Ледяная жижа стекает мне в горло.
— К черту, — тихо произносит Космо, затем роняет на землю свой пустой стакан, тот самый, о который он порезался, и тянется ко мне, к девушке, причинившей ему боль.
Он хватает меня за запястье, затем дергает к себе, пунш выплескивается из моего стакана и стекает ледяными струйками по моей руке. Не успеваю я подумать, вздохнуть или сориентироваться, как Космо зарывается пальцами мне в волосы и, наклонившись, прижимается своими холодными губами к моим губам.
Я осознаю одну вещь.
Пространство комнаты.
Помимо играющей на заднем плане чувственной музыки больше не слышно болтовни. Не слышно приглушенного смеха. Звона посуды.
Ничего.
— Приоткрой для меня рот, — говорит мне в губы Космо.
Его губы такие знакомые. Своим языком, своими пальцами он изучил каждый сантиметр моего тела.

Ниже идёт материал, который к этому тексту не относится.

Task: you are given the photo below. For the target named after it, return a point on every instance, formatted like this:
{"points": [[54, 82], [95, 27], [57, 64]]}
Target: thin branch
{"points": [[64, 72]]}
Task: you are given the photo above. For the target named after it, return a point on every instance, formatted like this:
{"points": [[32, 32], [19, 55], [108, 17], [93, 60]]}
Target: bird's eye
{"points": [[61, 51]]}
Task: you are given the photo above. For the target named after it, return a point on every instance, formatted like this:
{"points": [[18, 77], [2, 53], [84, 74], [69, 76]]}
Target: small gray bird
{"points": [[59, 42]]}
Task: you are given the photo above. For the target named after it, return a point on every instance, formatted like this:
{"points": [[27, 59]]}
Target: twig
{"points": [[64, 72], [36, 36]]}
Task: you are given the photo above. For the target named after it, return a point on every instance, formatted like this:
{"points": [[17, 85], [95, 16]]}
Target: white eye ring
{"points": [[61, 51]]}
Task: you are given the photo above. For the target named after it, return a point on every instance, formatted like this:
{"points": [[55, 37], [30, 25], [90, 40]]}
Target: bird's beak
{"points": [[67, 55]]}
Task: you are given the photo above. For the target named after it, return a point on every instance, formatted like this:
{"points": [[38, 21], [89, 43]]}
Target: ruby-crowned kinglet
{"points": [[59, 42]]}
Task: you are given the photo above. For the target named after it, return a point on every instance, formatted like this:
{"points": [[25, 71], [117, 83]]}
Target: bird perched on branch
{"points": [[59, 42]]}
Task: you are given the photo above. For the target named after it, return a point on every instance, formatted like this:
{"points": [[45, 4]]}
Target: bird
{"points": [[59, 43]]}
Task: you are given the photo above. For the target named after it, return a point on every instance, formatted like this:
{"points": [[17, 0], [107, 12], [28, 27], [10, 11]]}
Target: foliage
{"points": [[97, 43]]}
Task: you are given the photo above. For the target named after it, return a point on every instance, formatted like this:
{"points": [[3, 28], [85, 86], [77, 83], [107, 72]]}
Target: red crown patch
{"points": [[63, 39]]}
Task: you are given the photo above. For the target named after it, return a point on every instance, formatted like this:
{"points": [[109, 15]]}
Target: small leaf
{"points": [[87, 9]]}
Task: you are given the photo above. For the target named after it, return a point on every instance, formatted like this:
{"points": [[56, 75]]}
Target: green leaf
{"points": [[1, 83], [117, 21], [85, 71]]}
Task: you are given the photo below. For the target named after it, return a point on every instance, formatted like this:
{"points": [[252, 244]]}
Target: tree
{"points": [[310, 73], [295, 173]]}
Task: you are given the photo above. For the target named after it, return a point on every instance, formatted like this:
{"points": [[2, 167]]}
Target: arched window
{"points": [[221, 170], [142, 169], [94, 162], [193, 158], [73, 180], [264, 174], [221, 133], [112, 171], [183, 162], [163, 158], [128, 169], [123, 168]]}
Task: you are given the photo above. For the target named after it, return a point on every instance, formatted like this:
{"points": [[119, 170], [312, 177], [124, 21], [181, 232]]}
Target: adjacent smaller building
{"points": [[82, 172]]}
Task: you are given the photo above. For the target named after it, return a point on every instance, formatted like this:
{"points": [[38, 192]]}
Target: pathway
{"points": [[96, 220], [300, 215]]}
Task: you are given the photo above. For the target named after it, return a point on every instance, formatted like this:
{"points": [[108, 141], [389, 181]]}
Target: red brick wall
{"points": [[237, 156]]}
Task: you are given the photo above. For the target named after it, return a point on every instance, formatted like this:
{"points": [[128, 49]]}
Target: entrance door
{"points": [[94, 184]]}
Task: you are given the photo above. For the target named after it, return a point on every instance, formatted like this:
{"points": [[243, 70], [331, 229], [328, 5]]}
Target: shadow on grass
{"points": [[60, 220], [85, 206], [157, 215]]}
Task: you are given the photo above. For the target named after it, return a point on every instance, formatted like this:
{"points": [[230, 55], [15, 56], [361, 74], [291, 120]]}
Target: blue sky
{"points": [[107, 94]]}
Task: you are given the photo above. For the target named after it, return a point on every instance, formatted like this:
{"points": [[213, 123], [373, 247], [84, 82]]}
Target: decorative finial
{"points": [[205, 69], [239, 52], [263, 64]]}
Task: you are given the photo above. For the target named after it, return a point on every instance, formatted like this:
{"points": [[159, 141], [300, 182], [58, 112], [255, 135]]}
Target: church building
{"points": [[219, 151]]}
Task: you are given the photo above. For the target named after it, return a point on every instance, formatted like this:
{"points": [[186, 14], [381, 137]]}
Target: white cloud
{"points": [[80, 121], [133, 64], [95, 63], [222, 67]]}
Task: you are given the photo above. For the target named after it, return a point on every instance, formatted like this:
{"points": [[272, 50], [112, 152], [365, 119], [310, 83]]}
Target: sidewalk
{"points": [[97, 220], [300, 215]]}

Мы годами трахались друг с другом, и он единственный, кому известно все о моих самых темных фантазиях. Я как-то в шутку заикнулась об этом Вону и Айседоре, но вряд ли они поверили, что мне нравится, когда меня насилуют, когда я пьяна или сплю, а может, и то, и другое.
Но Космо знает.
«Ты достойна жалости и просто ждешь, когда мамочка с папочкой продадут тебя какому-нибудь мудаку из Райта, чтобы ты могла сосать ему, пока он занимается важными делами».
Неважно, что он, блядь, знает, вот что он мне сказал.
Что я достойна жалости.
— Откройся для меня, Кария.
Я чувствую в волосах его пальцы, ладонь на моей руке.
«Пошел ты на хуй, Космо».
Я высвобождаю руку, поднимаю стакан, затем выплескиваю его ему на спину, после чего вытираю о его футболку костяшки пальцев, на которые попал пунш, когда Космо меня схватил.

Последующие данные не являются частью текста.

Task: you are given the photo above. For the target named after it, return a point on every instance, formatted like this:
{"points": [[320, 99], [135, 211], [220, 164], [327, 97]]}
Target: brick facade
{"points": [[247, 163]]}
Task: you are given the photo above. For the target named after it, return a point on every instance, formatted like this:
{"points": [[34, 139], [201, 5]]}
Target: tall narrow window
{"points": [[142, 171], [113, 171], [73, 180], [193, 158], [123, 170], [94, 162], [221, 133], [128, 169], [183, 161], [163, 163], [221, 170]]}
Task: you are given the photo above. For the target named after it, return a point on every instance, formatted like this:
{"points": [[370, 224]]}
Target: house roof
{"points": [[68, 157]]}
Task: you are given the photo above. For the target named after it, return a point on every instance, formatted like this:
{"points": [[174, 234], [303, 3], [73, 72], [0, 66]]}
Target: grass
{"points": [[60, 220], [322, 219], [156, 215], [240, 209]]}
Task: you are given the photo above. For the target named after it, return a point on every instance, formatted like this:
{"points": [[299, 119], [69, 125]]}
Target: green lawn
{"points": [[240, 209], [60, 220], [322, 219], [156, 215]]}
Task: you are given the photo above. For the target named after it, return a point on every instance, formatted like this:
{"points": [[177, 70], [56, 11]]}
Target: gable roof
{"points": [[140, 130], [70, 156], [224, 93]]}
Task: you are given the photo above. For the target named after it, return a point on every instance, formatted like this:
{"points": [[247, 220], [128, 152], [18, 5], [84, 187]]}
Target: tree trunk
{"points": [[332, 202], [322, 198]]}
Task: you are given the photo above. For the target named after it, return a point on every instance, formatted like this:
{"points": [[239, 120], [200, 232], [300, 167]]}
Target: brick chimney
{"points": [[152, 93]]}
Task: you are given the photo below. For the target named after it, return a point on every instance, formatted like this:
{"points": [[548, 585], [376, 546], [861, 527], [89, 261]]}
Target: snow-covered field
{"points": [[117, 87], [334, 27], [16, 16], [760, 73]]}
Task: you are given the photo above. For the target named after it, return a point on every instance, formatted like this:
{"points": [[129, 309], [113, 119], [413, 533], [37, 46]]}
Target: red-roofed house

Он втягивает воздух и, опустив меня, тут же отстраняется. Космо дергает себя за футболку, хмурит брови и, прищурившись, стискивает челюсть.

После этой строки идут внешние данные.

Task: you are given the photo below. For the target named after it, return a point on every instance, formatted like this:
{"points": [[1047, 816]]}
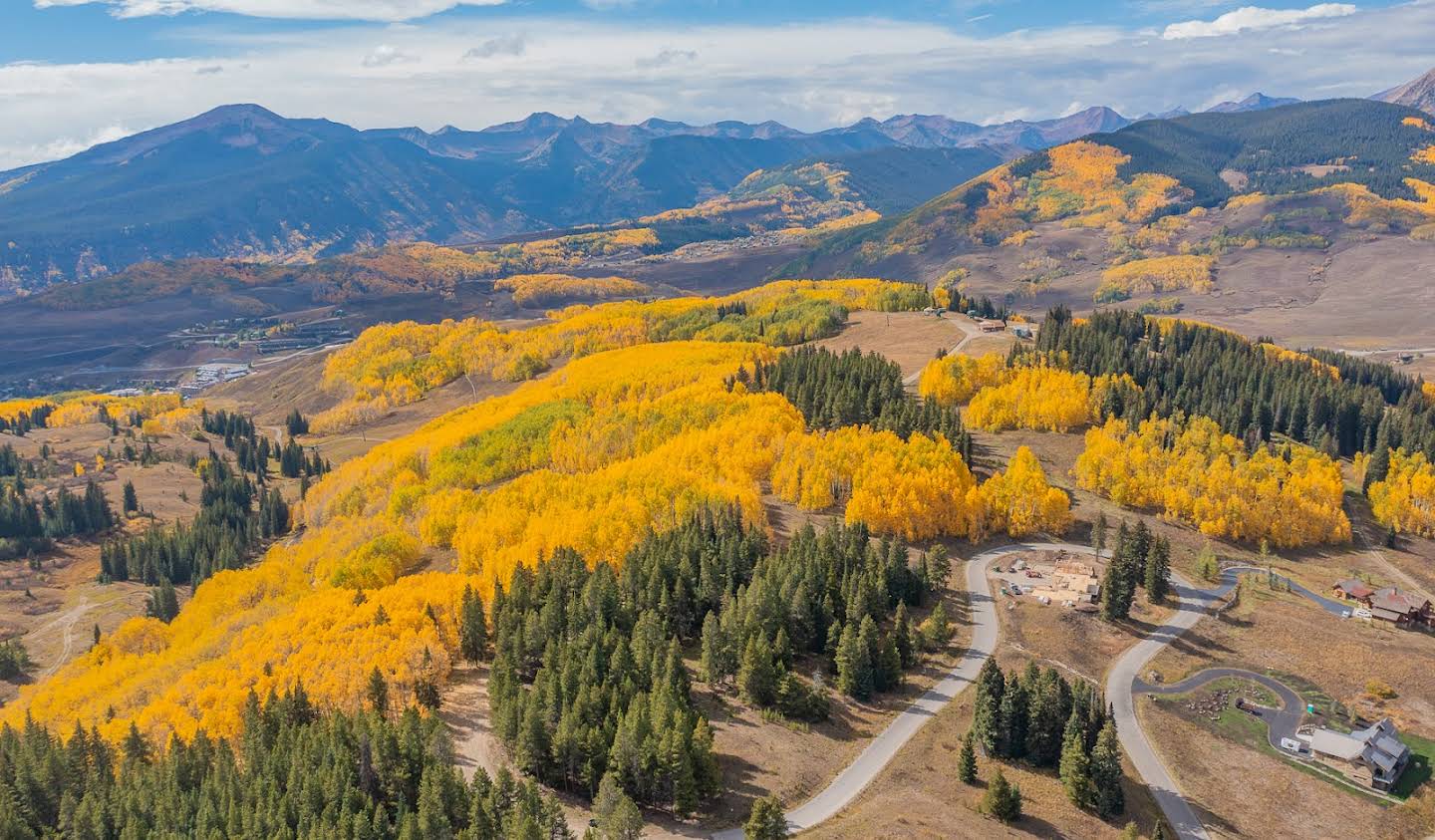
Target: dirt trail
{"points": [[465, 712], [65, 624]]}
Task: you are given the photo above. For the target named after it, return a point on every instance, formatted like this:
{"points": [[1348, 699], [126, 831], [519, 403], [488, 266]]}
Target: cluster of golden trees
{"points": [[1197, 474], [1027, 397], [544, 290], [590, 456], [955, 380], [79, 408], [1170, 273], [1405, 498], [397, 364], [1365, 208]]}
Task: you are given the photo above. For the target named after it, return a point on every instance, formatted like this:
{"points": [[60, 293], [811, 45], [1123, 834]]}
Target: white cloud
{"points": [[505, 45], [1250, 18], [64, 146], [808, 77], [388, 10], [665, 58], [385, 55]]}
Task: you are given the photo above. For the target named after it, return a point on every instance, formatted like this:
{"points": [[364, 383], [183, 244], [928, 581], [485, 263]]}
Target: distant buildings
{"points": [[1373, 757], [214, 374]]}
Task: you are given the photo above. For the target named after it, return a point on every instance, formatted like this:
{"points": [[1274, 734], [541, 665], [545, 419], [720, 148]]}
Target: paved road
{"points": [[1284, 719], [1332, 606], [883, 748], [971, 332], [1193, 605]]}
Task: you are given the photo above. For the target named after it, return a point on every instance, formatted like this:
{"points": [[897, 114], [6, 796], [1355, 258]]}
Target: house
{"points": [[1401, 608], [1352, 589], [1070, 582], [1373, 757]]}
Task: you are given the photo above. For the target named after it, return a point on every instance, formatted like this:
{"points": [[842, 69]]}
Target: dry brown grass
{"points": [[907, 338]]}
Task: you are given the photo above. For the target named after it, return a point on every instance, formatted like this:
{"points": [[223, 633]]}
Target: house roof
{"points": [[1355, 588], [1378, 745]]}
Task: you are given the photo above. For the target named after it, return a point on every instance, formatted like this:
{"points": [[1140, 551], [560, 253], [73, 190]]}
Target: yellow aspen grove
{"points": [[397, 364], [1037, 398], [1020, 501], [1193, 472], [956, 378], [1405, 498]]}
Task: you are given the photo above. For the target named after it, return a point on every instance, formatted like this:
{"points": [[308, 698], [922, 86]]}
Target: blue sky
{"points": [[74, 72]]}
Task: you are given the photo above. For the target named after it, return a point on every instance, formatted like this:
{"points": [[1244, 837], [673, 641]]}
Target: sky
{"points": [[78, 72]]}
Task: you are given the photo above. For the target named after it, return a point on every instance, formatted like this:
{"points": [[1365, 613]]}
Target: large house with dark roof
{"points": [[1388, 603], [1373, 757]]}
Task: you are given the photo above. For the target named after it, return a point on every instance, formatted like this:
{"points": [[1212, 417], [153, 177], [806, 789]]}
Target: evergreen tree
{"points": [[766, 820], [715, 657], [1010, 722], [988, 703], [1075, 767], [968, 760], [617, 816], [1002, 798], [1098, 533], [1158, 570], [163, 602], [378, 693], [1105, 772], [758, 676], [472, 629]]}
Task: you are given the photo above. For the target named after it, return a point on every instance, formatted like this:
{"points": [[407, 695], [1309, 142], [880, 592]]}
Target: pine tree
{"points": [[968, 760], [163, 602], [1158, 570], [1105, 772], [756, 676], [617, 816], [1098, 533], [714, 661], [1075, 767], [987, 718], [1002, 798], [766, 820], [378, 693], [1010, 723], [1379, 464], [472, 631]]}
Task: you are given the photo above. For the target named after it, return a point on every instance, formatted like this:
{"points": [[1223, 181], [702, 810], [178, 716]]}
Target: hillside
{"points": [[1164, 166], [244, 182], [1415, 94]]}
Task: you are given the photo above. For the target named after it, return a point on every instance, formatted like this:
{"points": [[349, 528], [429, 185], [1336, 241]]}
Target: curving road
{"points": [[883, 748], [1191, 606], [1282, 721]]}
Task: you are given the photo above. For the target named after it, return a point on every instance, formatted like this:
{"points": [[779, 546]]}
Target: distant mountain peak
{"points": [[1418, 92], [1253, 103]]}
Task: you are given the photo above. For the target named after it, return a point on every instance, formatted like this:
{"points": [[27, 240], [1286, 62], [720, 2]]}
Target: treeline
{"points": [[586, 684], [23, 420], [1040, 718], [234, 517], [825, 595], [293, 772], [1206, 371], [29, 526], [589, 677], [1138, 557], [851, 388]]}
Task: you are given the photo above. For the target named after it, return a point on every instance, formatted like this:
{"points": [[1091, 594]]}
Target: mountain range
{"points": [[244, 182]]}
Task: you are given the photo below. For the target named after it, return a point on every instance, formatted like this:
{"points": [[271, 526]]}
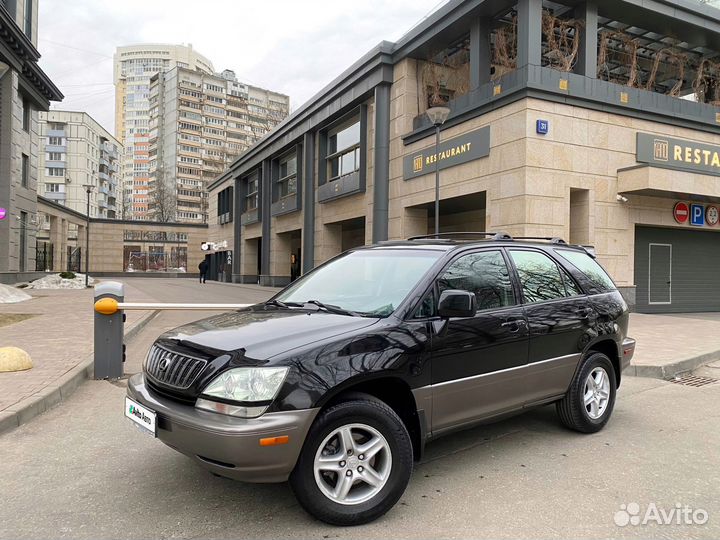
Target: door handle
{"points": [[514, 325]]}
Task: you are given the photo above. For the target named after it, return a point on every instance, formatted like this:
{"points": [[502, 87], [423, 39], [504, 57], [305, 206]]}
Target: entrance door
{"points": [[660, 274]]}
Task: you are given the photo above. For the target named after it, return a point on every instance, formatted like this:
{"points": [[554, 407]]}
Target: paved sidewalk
{"points": [[59, 339], [668, 345]]}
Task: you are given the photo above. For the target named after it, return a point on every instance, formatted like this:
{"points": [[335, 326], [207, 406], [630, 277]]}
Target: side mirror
{"points": [[456, 303]]}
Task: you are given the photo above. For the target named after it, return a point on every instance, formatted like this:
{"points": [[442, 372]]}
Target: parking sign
{"points": [[697, 215]]}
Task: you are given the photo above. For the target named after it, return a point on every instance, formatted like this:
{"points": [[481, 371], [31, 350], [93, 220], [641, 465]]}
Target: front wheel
{"points": [[355, 464], [589, 401]]}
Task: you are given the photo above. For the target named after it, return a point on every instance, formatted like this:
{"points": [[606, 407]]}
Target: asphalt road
{"points": [[82, 470]]}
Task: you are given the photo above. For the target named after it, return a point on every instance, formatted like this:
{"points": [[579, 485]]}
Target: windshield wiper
{"points": [[333, 309], [284, 305]]}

Но не успевает он сказать и слово, глядя, как я стою с пустым стаканом, с которого на цементный пол капает пунш, как ко мне подходит кто-то сзади и, коснувшись рукой моего плеча, произносит:
— Что он тебе сказал?
У меня учащается пульс. Рядом со мной стоит Саллен, но при этом смотрит на Космо так безучастно, что я боюсь за своего друга.